Сквозь пелену мучительной головной боли Чистотец мельком видел лабиринты пандусов и навесных мостов, обрывавшихся в кромешную тьму, точно одновременно воздвигались и разрушались дьявольские гробницы фараонов. Все виделось ему словно через плазменную решетку, подернутую тошнотворным метилом фиолетовым. Жестикулировали похожие на мумии тени, уродливые старухи заворачивались плотнее в целлофан и мятые «Нью-Йорк пост»… Фигуры в плащах с капюшонами отправляли нелепые ритуалы, размахивая отбойными молотками… Вонь зияющих сточных канав, октана, кордита… Трупы, вымоченные в керосине и подожженные, чтобы отпугнуть крыс (некоторые вскормленные на радиации мутанты достигали размера питбулей).

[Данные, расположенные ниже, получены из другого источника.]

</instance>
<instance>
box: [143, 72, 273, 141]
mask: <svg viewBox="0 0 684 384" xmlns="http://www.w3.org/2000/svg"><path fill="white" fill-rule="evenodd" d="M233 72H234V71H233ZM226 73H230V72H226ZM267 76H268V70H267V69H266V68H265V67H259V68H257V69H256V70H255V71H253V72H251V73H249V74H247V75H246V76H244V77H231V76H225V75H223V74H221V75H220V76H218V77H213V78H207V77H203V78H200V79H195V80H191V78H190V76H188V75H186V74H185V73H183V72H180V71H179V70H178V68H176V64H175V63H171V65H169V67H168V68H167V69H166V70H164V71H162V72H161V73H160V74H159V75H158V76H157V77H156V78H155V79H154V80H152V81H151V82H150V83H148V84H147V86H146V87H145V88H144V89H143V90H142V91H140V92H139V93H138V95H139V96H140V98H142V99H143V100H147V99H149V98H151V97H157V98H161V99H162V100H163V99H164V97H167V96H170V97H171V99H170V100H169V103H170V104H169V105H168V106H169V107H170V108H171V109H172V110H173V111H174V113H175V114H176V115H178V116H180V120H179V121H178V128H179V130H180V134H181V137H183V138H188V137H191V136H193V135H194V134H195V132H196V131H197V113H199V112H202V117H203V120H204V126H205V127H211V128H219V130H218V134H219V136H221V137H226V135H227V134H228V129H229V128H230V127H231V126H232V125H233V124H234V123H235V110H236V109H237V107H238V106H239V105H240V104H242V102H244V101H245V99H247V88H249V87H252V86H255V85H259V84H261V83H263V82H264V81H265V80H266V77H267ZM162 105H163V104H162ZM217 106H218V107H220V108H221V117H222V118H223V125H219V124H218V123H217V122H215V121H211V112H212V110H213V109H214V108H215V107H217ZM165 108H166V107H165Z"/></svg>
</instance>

Вот во что деградировали туннели подземки и канализации, превратившись в кошмар этнографии, где морщинистые и завшивевшие корчились бок о бок, и тотемные утопии трансформировались в гибрид машины и плоти, служа добычей бандам, воевавшим за территорию и человеческие органы.

Этот мир, готовый в любое мгновение сдавить их, сжаться как кулак в латной рукавице, предстояло сейчас пересечь Чистотцу и его провожатым. Собаки сатьяграхов ярились, рычали со злости, ведь недобрые вибрации становились все интенсивнее. Подгоняя упряжку хлыстом, Давай-Давай свернула в туннель, по стенам которого тянулись ржавые, капающие водой трубы. Все дальше и дальше по пищеводу-лабиринту гнала девушка собак, пока они не проскочили через перекресток трубопроводов, а там Чистотец увидел разбитый байк РвиШнура и раздавленный в луже крови «шауриг». Давай-Давай пригнулась как раз вовремя, чтобы проскочить под натянутой поперек туннеля проволокой-пираньей. За ней на земле лежали человеческая кисть и автоматический браунинг. Из темноты появилась, тяня за собой каучуковую нить, Дюймовочка. Обернувшись, Чистотец увидел, как из западного туннеля с ревом вылетает Гермес. Повсюду вокруг выл и пульсировал глумливый и хриплый вой пластмассовых рожков и барабанов.

— РвиШнура прикончили, — услышал Чистотец крик Давай-Давай.

— Знаю, — махнула «аддером» Дюймовочка. — Он не сдался без боя!